The 2020 filing season is upon us, so it’s time to pull out those calculators and spreadsheets and start compiling your tax returns. This is usually an arduous and sometimes stressful task, but if you know your way around tax reporting it doesn’t need to be.
People often moan about paying taxes, but remember, having to pay tax means you’ve been making money. So it really is a good problem to have!

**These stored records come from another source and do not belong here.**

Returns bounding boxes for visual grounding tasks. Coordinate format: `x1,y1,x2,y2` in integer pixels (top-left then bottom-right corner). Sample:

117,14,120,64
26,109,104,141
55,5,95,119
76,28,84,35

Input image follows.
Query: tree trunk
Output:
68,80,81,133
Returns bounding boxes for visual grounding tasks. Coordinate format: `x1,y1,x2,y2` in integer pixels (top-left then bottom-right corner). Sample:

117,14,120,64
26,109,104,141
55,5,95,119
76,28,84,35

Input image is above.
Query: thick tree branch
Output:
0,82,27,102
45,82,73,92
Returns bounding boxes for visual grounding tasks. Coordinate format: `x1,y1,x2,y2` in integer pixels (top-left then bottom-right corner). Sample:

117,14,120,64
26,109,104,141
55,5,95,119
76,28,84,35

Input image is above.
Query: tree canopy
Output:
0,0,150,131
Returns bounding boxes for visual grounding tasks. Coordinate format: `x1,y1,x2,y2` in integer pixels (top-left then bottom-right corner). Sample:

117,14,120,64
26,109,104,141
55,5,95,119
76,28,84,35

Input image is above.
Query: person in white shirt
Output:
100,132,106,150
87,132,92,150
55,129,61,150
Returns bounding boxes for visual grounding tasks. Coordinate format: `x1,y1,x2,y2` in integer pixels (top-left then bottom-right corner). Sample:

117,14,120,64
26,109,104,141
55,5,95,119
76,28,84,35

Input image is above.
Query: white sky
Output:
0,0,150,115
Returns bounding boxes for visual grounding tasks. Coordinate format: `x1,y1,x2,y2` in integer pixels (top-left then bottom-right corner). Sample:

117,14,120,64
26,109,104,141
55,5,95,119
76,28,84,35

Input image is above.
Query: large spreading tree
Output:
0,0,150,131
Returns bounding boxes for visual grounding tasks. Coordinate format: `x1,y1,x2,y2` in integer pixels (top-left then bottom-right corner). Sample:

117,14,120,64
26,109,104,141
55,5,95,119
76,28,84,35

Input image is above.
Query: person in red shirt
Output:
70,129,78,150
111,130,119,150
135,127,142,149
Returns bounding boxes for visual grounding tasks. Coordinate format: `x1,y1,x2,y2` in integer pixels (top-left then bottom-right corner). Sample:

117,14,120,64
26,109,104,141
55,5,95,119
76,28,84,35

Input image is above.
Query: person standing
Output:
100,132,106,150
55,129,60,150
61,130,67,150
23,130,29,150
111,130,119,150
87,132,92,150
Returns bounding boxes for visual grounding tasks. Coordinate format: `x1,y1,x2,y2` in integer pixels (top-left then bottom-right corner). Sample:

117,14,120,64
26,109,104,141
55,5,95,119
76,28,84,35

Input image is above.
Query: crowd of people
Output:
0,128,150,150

Besides, if you do your tax returns correctly and make sure that you include all the information that you’re allowed to include, often you can end up with a rather pleasant surprise.
Here are a few things that we think you should keep in mind when preparing for, or compiling your tax return:
- IRP5 – confirm that your IRP5 has been submitted and that you have received it from your employer.
- Medical aid tax certificates – these should be sent to you annually by your medical aid provider or you can request it from them.
- Ensure that you keep any invoices/receipts for additional medical costs that may not reflect on your medical aid tax certificate.
- IT3B tax certificates from your banks, investment houses (investment and trading accounts) and pension funds – these detail all interest, costs and dividends earned on your savings/investments over the year.
- Tip – Remember your annual Interest income exemption of R23,800 – this means that interest earned of up to R23,800 is not taxable (and if you’re over 65, that exemption is R34,500).
- IT3C tax certificates from your banks, investment houses (investment and trading accounts) and pension funds – these detail all sales and purchases of shares giving you your Capital Gains Tax profits to be used when submitting your annual return.
- Tip – Remember here that as an individual you have an annual exemption of R40,000 per annum.
- Logbooks – for those of you with travel allowances, ensure to have prepared and submit your annual travel logbook.
- If during the year you have driven two different cars, then both logbooks will be needed.
- Details of the vehicle(s) that need to be included:Make and model.
- Cost price when purchased (SARS can also request the invoice for the vehicle).
- Number plate (registration number).
- Tip – To speed things up, ensure your opening and closing odometer readings are shown. You can also provide a summary of the full logbook at the top of the page – Opening Km, Business Travel, Private Travel, Closing Km.
- Commission earners – remember that logbooks will be needed to correctly calculate the costs allowed to be expenses for tax purposes when building your annual Income Statement.
Active traders and full time investors – if you are an active trader or a full time investor, you will be able to claim back a portion of number of the expenses that you incur in order to trade and derive income. These include:
- Internet and telephone bills.
- Portion of your rent/bond expense – proportional to the amount of floor space your office takes up in your house.
- Portion of your water and electricity bills – same proportion used as with your rental/bond expense.
- Depreciation on computers and office equipment used to trade and generate income.
- Consumables like coffee and paper, etc.
- Subscriptions to news and information services and software licenses.
- Salaries paid to supporting staff.
- Tip – you will need to provide a detailed report and sample invoices, statement and documents for each of the expenses you are claiming, as well as a consolidated report showing all claimed expenses.
- Tip – if you have purchased assets that you use for work purposes such as a laptop, financial calculator or even textbooks/handbooks that are needed for you to do your job and generate earnings – you can use these items to claim wear and tear (Depreciation) on your personal Income Tax Return, even if you are a salaried employee.